Ebola: les experts de l'OMS contre des restrictions aux voyages

Des restrictions aux voyages vers les pays touchés par l'Ebola risquent d'entraver la réponse à l'épidémie, a averti lundi à Genève le comité d'urgence de l'OMS. Il recommande à tous les pays de renforcer leur préparation à la fièvre hémorragique.

Au terme de leur seconde réunion depuis que l'épidémie a été déclarée le 8 août "une urgence de portée mondiale", les experts de l'Organisation mondiale de la santé (OMS) ont "fermement réitéré qu'il ne doit pas y avoir d'interdiction générale aux voyages ou au commerce avec les pays touchés" en Afrique de l'Ouest.

Risque d'isolement

Les experts ont souligné que les "annulations de vols et d'autres restrictions aux voyages continuent d'isoler les pays touchés, provoquent des conséquences économiques néfastes et entravent les efforts de secours et d'assistance, ce qui accroît le risque de propagation internationale" de l'épidémie.

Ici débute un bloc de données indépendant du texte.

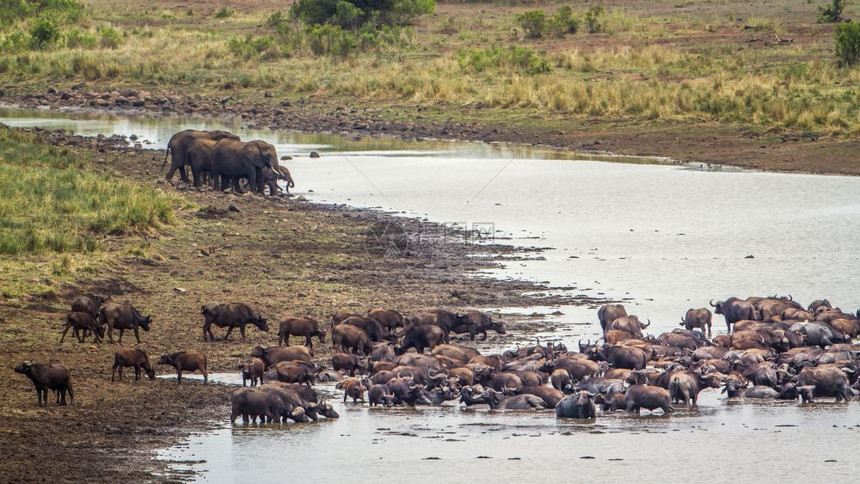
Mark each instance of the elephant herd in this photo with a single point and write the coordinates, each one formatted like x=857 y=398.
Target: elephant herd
x=225 y=160
x=787 y=352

Une meilleure coordination entre les autorités des pays touchés et le secteur des transports est nécessaire. Les experts rappellent en même temps que les personnes infectées et leurs contacts ne doivent pas voyager.

Mesures de quarantaine

Si des mesures "exceptionnelles" de quarantaine sont nécessaires dans les pays à forte transmission, elles doivent être proportionnées et basées sur des faits. Une information adéquate doit être fournie à la population, ainsi que les services et biens alimentaires essentiels, a affirmé le comité d'experts.

Le personnel de santé doit recevoir dans les pays touchés une protection et une formation adéquates, un soutien aux familles des personnes décédées et un accès aux soins de santé, en particulier pour le personnel de santé expatrié.

Fin du confinement

Sur les lieux où l'épidémie sévit, en Afrique de l'Ouest, la Sierra Leone a indiqué lundi avoir découvert finalement 70 cadavres et 150 nouveaux cas de virus après le confinement général de trois jours, ont annoncé les autorités.

Quant au bilan global, il continue de s'alourdir. L'épidémie a infecté 5800 personnes, dont 2800 sont mortes en Guinée, au Libéria et en Sierra Leone, a indiqué l'OMS. Le précédent bilan faisait état de 5347 cas avec 2630 morts. L'OMS admet que le nombre de cas officiellement déclarés est sous-estimé.